Yep, I'm here. Didn't mean to cause such a ruckus.

Yes, the PD means positive displacement. The product is meat. The auger is to feed the pump. The density should be consistent.

Actually, I thought about the same thing because it is a positive displacement pump. Could I just eliminate the PID and the weigh transmitter (maybe just use it as verfication). After all, open loop control is always more stable than closed loop control, right?

For a given speed, I would know the volume per revolution being pumped. Knowing the specific gravity of the product, I should be able to figure out mass, right?

To answer an earlier question, one of the reasons that I was looking at doing a moving average was because I expect that there will be a lot of noise on the signal. I wasn't sure that filtering alone would do the trick.

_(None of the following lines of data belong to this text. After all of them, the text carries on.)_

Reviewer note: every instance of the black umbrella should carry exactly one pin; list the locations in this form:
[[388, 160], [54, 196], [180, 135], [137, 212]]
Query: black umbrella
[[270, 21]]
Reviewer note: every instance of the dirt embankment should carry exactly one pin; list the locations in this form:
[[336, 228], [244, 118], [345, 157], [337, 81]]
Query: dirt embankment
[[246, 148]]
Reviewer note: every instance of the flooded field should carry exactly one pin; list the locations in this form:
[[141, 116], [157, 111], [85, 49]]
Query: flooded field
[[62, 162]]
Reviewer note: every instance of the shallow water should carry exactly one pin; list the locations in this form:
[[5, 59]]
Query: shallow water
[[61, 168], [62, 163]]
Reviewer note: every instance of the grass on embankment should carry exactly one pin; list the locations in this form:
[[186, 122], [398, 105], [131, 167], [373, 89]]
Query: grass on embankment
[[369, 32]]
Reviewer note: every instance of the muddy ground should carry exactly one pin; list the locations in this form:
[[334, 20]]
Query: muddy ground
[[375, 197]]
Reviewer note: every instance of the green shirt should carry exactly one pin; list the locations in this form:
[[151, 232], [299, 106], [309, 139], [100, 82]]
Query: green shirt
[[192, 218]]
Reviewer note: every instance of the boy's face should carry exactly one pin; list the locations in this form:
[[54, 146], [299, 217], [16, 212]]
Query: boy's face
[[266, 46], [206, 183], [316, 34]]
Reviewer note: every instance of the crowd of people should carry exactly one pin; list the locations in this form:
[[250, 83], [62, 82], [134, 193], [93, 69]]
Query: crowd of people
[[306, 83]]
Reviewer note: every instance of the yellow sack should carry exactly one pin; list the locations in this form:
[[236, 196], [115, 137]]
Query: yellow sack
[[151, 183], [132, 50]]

There are a couple of other auger motors on the hopper, near the top, to force the meat down into the bottom auger that then feeds the pump. Of course the problem with this is that I then have to have enough samples before I can close the loop. Also, how to start up from a stop.

Thanks to all for the replies. I really appreciate all the help and discussion.

(Sorry for not quoting original messages, but I am using Google groups and I haven't figured that out yet.)

Reply to
cbolwerk

I can see how my remark might seem offensive; it was certainly brusque. I apologize for any offense.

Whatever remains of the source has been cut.